Je suis féministe et étudiante en psychologie. Dans ma grande naïveté, j’étais persuadée, au début de mes études, que le domaine de la psychologie devait être rempli de personnes ouvertes, tolérantes, déconstruites des stéréotypes en tout genre et j’en passe. A vrai dire, cet optimisme (pour ne pas dire candeur) ne date pas d’hier.
J’ai eu l’immensément rare chance de grandir
dans un cocon où on m’a laissé la liberté de devenir tout ce que je voulais et
où je n’ai été que très peu confrontée à l’intolérance de manière générale.
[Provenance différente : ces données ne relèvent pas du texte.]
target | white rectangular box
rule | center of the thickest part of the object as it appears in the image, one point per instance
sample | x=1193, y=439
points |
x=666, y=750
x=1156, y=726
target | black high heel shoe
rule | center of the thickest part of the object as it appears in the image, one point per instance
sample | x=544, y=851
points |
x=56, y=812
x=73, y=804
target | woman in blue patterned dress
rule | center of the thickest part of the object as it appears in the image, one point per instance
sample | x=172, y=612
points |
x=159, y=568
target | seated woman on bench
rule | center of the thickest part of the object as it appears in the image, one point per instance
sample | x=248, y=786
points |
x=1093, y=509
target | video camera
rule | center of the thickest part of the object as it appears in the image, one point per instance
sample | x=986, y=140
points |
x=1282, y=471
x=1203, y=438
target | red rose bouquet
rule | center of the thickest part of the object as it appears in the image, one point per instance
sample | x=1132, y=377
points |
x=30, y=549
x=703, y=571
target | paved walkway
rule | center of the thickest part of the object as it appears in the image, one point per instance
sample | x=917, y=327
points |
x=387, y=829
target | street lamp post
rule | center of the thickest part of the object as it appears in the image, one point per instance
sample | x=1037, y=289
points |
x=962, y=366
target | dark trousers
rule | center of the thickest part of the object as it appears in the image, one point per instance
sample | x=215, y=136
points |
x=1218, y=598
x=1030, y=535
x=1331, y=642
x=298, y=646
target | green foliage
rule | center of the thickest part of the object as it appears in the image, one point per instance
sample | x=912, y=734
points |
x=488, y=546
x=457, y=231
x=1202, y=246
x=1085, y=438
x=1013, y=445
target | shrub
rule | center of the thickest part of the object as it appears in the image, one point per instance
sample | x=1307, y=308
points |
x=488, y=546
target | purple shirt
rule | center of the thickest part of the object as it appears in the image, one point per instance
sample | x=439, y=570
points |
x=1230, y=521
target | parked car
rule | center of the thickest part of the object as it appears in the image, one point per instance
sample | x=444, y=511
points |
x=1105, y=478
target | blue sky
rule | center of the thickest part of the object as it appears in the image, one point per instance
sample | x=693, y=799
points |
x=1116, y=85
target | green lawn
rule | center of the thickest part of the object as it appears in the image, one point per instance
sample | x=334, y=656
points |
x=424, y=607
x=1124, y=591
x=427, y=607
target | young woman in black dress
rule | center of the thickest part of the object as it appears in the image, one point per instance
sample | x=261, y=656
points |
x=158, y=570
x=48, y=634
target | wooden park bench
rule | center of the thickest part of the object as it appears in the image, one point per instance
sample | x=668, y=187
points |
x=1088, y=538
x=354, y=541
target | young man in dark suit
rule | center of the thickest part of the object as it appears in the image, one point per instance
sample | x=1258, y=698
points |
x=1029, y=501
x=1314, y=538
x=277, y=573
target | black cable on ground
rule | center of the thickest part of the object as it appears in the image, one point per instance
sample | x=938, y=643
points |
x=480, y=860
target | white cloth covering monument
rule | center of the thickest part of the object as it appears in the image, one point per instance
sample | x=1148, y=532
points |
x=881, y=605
Dans ce joli monde de Bisounours, il était évident pour moi que le racisme et
toute forme de discrimination étaient socialement et moralement condamnables,
et que cette opinion était partagée par tout le monde. Le féminisme, pour quoi
faire exactement ? Tout le monde est pour l’égalité n’est-ce
pas ? Et puis il n’y a plus rien à faire, l’égalité des sexes c’est
acquis, non ?
Durant ces 3 années de bonheur que constituent
le lycée, j’ai eu une série de prises de conscience qui m’ont fait bien
déchanter :
1.
Non, au 21ème siècle,
une femme ne peut pas disposer de son corps et de sa sexualité sans se faire
insulter de tout et de son contraire, sur une échelle allant de
« prude » à « grosse salope » en passant par « nymphomane »,
parfois tout ça simultanément (aller comprendre).
2.
D’ailleurs, si tu parles de ta
sexualité à des amiEs proches, tu acceptes tacitement d’être par la suite
victime de slutshaming (à quoi tu t’attendais franchement)
3.
Si tu refuses qu’on parle de ta
petite sœur de 15 ans comme d’un morceau de viande, c’est que tu es jalouse
d’elle (les femmes sont toutes en compétitions, à retenir) ;
4.
Si tu ne rigoles pas quand un
« pote » passe son temps à te toucher de façon absolument déplacée de
façon répétée, c’est que tu n’as pas d’humour ;
5.
Si tu dénonces qu’un intervenant
professionnel dans ton lycée est très « tactile » (reprenons les mots
de l’administration) avec les élèvEs, tu es une menteuse avec un gros besoin
d’attention, une fouteuse de merde. Et puis « on ne porte pas plainte pour
une main sur l’épaule ». Et puis on t’intimide avec une menace de procès
pour diffamation.
6.
Lorsque tu passes un test
d’orientation à 170 euros, ton genre est pris en compte (pour savoir si tu
seras plutôt infirmièrE ou médecin)
7.
A partir de 14 ans (et encore je suis gentille) toutes les
femmes se font harceler dans la rue
8.
Frigide Barjot, Christine Boutin,
« Mariage pour Tous », ne sont pas un cauchemar mais une réalité.
Aujourd’hui. En France.
Bon. Ma petite bulle utopique a explosé, sous
mes yeux ébahis, et j’ai commencé à me renseigner, à lire, lire, lire, à
déconstruire tout ce que j’avais inconsciemment intégré, à me poser des vrais
questions, à chercher comment changer les choses. Je suis devenue féministe.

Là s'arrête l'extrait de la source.